Diese Konfrontation zwischen den USA und dem Iran hat sich in den letzten Wochen verschärft, in den letzten Tagen ist die Situation immer gefährlicher geworden.
Aber begonnen hat alles vor einem Jahr, als die Amerikaner den Atomdeal einseitig aufgekündigt, obwohl sich der Iran daran gehalten hat.
Was ist seither passiert? Die USA haben Wirtschaftssanktionen verschärft, Washington will überhaupt verbieten, dass der Iran Erdöl exportiert, an welches Land auch immer.
Dann ist ein amerikanischer Militäraufmarsch dazugekommen. Kriegsschiffe und ein Flugzeugträger sind in Richtung Iran geschickt worden. Und das Pentagon in Washington hat sich darauf vorbereitet 120 000 Soldaten in Richtung Iran in Bewegung zu setzen.

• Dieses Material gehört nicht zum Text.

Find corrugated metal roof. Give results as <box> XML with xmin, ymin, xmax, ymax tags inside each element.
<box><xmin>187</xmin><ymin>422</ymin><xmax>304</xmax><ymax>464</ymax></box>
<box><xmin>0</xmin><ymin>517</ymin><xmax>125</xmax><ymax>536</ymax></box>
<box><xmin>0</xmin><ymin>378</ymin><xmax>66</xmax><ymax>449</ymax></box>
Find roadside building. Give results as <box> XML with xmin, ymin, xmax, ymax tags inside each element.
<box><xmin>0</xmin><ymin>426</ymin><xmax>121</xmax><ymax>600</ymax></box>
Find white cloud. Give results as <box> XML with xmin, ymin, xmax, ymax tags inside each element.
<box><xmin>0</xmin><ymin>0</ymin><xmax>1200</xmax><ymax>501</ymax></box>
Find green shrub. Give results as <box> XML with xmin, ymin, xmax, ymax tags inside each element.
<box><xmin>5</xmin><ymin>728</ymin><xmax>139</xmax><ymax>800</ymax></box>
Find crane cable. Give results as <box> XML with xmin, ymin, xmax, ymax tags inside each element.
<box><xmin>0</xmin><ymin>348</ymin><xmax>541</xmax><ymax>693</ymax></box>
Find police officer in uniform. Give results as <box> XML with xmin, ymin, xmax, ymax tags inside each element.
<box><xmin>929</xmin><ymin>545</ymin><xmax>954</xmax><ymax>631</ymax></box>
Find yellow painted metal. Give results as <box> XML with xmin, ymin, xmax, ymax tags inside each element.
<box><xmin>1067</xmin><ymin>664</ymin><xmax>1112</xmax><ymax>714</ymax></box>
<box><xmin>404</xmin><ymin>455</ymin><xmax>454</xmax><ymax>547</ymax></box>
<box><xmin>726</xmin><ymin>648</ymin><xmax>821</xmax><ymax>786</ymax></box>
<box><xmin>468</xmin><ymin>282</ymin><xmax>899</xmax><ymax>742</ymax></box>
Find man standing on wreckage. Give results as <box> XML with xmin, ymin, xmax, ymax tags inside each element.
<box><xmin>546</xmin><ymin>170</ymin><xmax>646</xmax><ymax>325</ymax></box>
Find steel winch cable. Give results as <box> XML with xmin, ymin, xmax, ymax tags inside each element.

Dann erste Zwischenfällen gegeben. Vier Öltanker sind attackiert worden. Und zuletzt hat der CIA Fotos vorgelegt, wonach die Iraner Raketen auf Schnellboote montieren.
Eindruck: das alles sieht so aus wie der Aufmarsch zum Irakkrieg. Plötzlich war Kriegsangst von früher wieder da.

Wie sind die beiden Kontrahenten in dieser Konfliktsituation einzuschätzen? Wer iranische Revolutionsführer Chameinei und US-Präsident Trump. Wer könnte an einem Krieg interessiert sein?
Auf der iranischen Seite gibt es natürlich Hardliner, die immer schon skeptisch waren gegenüber den Verhandlungen mit dem Westen. Dazu gehören die Revolutionsgardisten und Teile des Militärs. Die haben Verbündete in der Region, diverse Milizen und in Syrien das Assadregime.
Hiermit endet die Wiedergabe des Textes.